Wikidata is a free and open knowledge base from the Wikimedia Foundation, that anyone can edit. Unfortunately, this sometimes leads to people adding inaccurate, offensive or otherwise damaging content in it. In this talk we will dig into a ML method to predict the likelihood of a revision being vandalic, to either revert them automatically or aid the human moderators job.
Open Knowledge bases in general and Wikidata in particular, have become a important source of structured data for a growing array of information systems, including search engines. Like Wikipedia, Wikidata’s content can be created and edited by anyone; which is the main source of its strength, but also allows for malicious users to vandalize it, risking the spreading of misinformation through all the systems that rely on it as a source of structured facts.
To keep the base clean and useful, Wikidata relies on human aids to detect and revert damaging revisions. However, as it receives over 6000 human made revisions an hour and -lately- only between 0.1% and 0.2% of them are malicious, this task is increasingly becoming unfeasible for humans alone.

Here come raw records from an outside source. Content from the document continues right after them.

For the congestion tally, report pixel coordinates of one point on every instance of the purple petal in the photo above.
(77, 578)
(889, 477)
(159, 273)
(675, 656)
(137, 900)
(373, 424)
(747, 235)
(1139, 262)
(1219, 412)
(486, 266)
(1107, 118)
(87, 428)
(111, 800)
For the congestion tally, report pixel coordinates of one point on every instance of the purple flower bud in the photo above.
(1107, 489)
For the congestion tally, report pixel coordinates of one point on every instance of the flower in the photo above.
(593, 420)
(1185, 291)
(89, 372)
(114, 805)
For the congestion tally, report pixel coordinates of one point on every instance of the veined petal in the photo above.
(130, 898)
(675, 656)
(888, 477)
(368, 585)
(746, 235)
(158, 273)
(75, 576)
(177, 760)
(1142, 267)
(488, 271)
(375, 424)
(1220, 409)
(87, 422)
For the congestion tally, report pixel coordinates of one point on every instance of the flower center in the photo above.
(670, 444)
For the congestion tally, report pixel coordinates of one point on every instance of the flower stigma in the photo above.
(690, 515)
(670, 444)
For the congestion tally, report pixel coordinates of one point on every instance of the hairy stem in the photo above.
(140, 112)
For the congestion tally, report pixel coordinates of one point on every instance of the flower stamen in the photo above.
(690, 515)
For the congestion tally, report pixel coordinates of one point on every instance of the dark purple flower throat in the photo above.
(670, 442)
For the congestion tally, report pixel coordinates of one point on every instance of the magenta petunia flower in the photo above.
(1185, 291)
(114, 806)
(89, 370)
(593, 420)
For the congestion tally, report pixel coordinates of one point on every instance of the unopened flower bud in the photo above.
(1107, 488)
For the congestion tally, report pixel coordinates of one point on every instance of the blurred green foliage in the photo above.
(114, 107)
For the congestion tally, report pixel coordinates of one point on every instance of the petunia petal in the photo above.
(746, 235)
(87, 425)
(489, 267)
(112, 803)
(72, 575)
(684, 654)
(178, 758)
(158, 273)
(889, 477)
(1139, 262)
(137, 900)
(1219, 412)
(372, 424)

In the WSDM Cup 2017 we were challenge to come up with a fast and reliable prediction system to automatically detect vandalism and/or narrow down suspicious edits for human revision. In this talk, we will discuss the winning solution of the cup, how we used Python processed half a terabyte of semi-structured data (text, xml and json) into useful features; train the ML model and then use it in a production ready system, that was able to run much faster than real time (two months worth revision in half a day), on a single core machine with only 4gb of RAM.